It was standing room only at Maghera Heritage and Cultural Centre on Thursday night, 27th October, when locally-born Professor Dan Bradley returned to his roots to deliver a fascinating lecture on ancient Irish DNA. Professor Bradley has led a team, at Trinity College Dublin, which sequenced the first ancient genomes from Ireland shedding new light on the genesis of Celtic populations.
The science of genetics is really the science of inheritance and provides a wealth of information about ourselves and our ancestry. Using a technique called whole genome analysis, the team examined the remains of a stone-age woman farmer, one of the first farmers in Ireland, who was buried over 5,000 years ago in Ballynahatty near Belfast and those of three men buried in Rathlin Island during the bronze age – between 3,000 and 4,000 years ago.

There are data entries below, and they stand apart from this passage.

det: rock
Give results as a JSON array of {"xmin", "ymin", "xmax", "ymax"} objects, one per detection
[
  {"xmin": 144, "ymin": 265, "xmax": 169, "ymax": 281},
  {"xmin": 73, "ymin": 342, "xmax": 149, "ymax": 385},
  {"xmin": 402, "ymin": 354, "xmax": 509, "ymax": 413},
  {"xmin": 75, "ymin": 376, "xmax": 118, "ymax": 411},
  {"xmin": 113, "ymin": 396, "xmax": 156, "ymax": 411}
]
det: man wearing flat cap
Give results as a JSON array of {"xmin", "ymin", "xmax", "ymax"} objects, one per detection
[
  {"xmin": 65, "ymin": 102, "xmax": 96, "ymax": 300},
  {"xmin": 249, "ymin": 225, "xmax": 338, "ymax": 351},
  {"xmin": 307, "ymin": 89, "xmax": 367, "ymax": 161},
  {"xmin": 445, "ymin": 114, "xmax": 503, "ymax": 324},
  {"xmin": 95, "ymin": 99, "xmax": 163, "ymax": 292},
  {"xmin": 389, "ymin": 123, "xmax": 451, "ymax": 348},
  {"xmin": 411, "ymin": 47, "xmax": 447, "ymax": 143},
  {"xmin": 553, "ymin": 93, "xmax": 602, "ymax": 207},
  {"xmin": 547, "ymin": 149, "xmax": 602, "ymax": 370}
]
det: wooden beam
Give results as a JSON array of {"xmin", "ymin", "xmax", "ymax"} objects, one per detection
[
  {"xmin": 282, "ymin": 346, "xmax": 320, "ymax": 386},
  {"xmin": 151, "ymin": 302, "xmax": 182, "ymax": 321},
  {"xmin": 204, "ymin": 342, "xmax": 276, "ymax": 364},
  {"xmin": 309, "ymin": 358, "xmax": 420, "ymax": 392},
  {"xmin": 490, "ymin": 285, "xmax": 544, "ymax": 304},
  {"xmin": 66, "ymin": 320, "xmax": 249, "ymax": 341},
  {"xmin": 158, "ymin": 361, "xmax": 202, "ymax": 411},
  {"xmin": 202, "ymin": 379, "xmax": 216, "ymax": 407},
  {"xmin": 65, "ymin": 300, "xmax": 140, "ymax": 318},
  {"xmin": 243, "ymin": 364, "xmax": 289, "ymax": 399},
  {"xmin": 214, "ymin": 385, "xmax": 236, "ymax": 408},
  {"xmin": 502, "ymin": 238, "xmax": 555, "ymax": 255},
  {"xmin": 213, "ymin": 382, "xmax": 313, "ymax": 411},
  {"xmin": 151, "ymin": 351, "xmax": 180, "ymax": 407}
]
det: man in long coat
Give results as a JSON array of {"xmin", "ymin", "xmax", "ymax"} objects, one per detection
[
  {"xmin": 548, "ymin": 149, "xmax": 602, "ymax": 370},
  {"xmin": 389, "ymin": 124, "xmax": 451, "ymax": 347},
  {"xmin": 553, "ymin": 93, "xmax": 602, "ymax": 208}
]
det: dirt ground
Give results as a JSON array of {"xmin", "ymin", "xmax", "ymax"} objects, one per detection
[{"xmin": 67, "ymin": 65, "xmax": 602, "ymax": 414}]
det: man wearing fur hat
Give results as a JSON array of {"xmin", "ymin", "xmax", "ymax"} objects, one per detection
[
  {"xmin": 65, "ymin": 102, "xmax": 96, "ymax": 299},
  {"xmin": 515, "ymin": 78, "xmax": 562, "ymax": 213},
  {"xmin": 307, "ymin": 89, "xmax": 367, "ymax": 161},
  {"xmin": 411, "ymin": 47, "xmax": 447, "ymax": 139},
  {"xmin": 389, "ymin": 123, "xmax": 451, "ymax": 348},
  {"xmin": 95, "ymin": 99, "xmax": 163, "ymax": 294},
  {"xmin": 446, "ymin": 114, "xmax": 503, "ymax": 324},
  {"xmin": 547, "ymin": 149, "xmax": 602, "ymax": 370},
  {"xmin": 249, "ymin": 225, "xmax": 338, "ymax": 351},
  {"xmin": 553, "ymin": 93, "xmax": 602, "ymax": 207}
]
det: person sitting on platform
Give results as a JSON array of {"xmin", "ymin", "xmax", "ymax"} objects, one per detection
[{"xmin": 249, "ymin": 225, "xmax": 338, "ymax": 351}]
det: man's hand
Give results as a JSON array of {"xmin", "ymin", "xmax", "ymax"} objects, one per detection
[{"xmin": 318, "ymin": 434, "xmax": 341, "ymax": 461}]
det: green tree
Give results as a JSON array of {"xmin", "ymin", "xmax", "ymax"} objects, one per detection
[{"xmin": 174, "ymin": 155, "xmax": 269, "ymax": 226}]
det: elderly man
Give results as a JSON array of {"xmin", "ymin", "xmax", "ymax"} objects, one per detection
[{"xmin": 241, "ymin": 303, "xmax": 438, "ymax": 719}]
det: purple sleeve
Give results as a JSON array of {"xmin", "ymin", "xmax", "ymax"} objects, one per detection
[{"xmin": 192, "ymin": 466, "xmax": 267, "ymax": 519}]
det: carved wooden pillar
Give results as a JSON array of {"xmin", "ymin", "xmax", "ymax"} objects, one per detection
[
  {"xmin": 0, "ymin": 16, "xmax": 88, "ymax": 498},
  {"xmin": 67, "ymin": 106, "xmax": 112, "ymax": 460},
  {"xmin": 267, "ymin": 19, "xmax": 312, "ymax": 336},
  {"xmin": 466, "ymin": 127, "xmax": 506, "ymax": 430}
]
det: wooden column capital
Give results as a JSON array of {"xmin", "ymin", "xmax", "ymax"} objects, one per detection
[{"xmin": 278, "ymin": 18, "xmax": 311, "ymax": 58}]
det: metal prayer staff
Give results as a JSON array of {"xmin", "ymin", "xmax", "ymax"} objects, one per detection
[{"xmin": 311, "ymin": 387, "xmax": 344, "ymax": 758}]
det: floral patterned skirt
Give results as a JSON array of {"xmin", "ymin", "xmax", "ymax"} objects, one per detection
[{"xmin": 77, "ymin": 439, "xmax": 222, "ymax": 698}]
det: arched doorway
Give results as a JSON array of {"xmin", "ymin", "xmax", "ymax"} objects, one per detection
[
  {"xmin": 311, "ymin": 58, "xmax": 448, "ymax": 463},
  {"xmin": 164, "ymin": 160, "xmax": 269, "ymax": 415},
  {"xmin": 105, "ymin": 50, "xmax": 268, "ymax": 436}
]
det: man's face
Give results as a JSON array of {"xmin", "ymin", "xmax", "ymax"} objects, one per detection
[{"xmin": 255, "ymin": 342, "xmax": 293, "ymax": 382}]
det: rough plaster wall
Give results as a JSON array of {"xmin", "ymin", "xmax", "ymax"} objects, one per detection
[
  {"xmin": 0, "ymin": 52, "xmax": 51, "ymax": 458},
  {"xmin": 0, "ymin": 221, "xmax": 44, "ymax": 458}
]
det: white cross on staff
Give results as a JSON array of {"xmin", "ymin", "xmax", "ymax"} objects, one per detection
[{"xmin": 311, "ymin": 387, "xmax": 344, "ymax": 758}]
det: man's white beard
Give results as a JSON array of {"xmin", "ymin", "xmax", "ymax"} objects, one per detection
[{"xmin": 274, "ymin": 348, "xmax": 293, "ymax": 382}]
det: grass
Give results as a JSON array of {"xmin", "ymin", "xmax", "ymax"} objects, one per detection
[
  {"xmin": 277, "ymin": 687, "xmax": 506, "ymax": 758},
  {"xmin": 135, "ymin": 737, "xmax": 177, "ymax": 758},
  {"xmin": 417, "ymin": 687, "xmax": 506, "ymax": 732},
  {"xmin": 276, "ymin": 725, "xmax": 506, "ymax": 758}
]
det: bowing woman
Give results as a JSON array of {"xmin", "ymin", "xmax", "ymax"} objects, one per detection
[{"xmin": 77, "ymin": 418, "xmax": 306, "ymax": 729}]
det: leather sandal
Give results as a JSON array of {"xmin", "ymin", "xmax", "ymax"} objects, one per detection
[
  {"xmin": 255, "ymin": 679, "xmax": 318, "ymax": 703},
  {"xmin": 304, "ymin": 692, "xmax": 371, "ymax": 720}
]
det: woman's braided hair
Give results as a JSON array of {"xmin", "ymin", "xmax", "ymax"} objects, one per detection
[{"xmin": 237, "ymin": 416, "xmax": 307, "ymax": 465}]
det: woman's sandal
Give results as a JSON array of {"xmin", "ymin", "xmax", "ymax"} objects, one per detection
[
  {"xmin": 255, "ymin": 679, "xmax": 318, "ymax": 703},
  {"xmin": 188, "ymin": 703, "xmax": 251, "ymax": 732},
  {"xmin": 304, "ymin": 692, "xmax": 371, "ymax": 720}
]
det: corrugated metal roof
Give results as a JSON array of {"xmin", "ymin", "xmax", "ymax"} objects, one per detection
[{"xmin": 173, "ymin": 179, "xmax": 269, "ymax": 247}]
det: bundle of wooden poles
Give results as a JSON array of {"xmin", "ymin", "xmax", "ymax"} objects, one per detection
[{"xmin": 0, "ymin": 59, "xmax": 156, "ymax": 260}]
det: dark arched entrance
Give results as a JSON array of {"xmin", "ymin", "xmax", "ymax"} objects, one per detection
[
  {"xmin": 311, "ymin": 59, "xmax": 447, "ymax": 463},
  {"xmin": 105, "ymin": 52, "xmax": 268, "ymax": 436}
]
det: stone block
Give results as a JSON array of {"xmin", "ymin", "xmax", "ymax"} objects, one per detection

The results give a fascinating glimpse into where we came from who we are and what characteristics we share as a people
Among many fascinating observations Prof. Bradley illustrated how early Irish farmers were similar to southern Europeans. It also appears that with the advent of the Bronze Age genetic patterns changed quite dramatically as newcomers from the Black Sea area of eastern Europe settled in Ireland. Prof. Bradley also observed that Ireland has the world’s highest frequencies of genetic variations pertaining to lactase persistence – the ability to drink milk into adulthood – and certain genetic diseases, including one of excessive iron retention called haemochromatosis. This appears to have resulted from the Bronze Age migration which eventually arrived on Irish shores
Prof. Bradley was closely questioned in a follow up Q and A session which continued over tea and late into the evening. Thanks to Dan and his team, the question of who we are may not be as simple as many of us thought. Many thanks also to those involved in arranging the evening. In particular, to Prof. Bradley who gave so generously of his time and also Annette Rafferty who yet again provided the welcome refreshments.